The only unfortunate part of the article is because it is React and somewhat Next focused it didn't uncouple streaming from Server Components. It is unfortunate because I think streaming is where most of the benefits here comes from. Server Components might even be a detriment, but there is no comparison to verify either way.
Nadia is the bomb. I love her book Advanced React!
For SPA's, If the backend is aware of the frontend routes, you could: - Send the html to client, not close connection, stream in the the data need for the page. (i.e. while the js loads, you already have the data so no waterfall for that - Easier: add prefetch headers for all resources needed for that page (assuming backend know front-end routes and which data is needed). When the request runs in the frontend loaders, it immediately resolve and data is instant visible Which from my perspective seems way less complex that rendering the page, with all quirks and potential hydration issues.
Can someone tl;dr? Is SSR faster? I don't want to watch 40 minutes of technicalities
I think I understood about 75% of this already but really interesting dive. Thanks!
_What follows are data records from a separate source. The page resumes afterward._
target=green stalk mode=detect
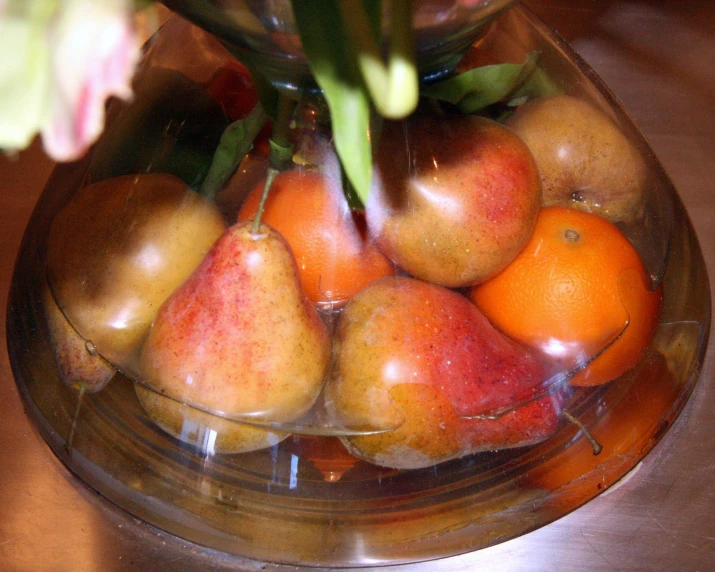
[65,382,87,455]
[199,103,268,200]
[251,94,296,234]
[339,0,419,119]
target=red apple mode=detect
[366,115,541,287]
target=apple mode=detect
[46,174,226,364]
[365,114,541,287]
[325,276,563,469]
[507,95,647,222]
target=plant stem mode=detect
[65,382,87,455]
[251,94,296,234]
[199,103,268,200]
[251,167,280,234]
[339,0,419,119]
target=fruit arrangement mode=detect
[39,10,662,469]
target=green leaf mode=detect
[200,103,268,199]
[293,0,377,206]
[422,52,558,113]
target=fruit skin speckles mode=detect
[326,277,562,469]
[141,222,330,454]
[366,115,541,287]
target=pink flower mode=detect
[41,0,139,161]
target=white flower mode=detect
[0,0,139,161]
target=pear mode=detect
[46,174,226,366]
[507,95,648,222]
[42,286,116,392]
[134,383,290,456]
[325,277,563,469]
[140,222,330,452]
[365,114,541,288]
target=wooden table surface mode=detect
[0,0,715,572]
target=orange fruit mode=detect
[238,169,395,308]
[469,206,662,385]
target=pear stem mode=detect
[251,167,279,234]
[561,409,603,455]
[251,94,296,234]
[65,382,87,455]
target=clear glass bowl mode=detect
[7,6,710,567]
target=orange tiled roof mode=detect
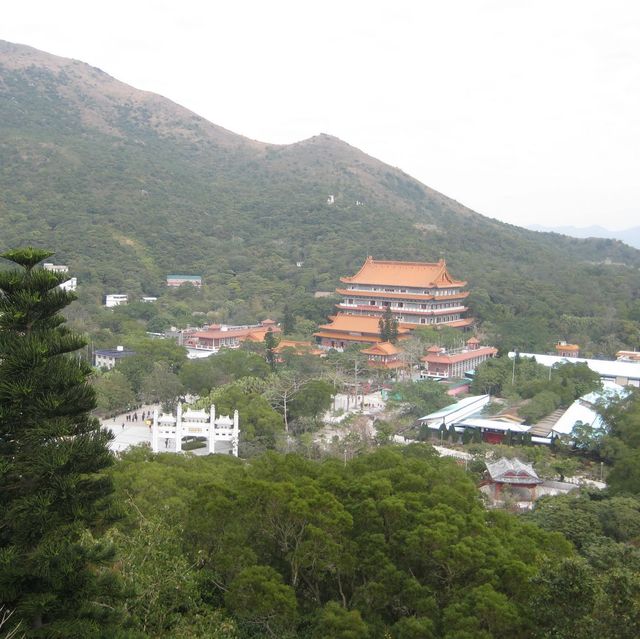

QUICK IMPORTANT CLARIFICATION: at 36:00, I went looking for the tailwind flag, but this is a NextJS feature (W next) which lets you inlineCSS which is still experimental so please use with caution! Thank you for your time :D
Bro your facial expressions in thumbnails are insane :D
Cool breakdown Theo!
6:04 I'm really confused, can you please help me understand this? Everything else I'm reading says the opposite of this, RSCs only run on the server (component code is not sent down) and server components run on the server and client (component code *is* sent down).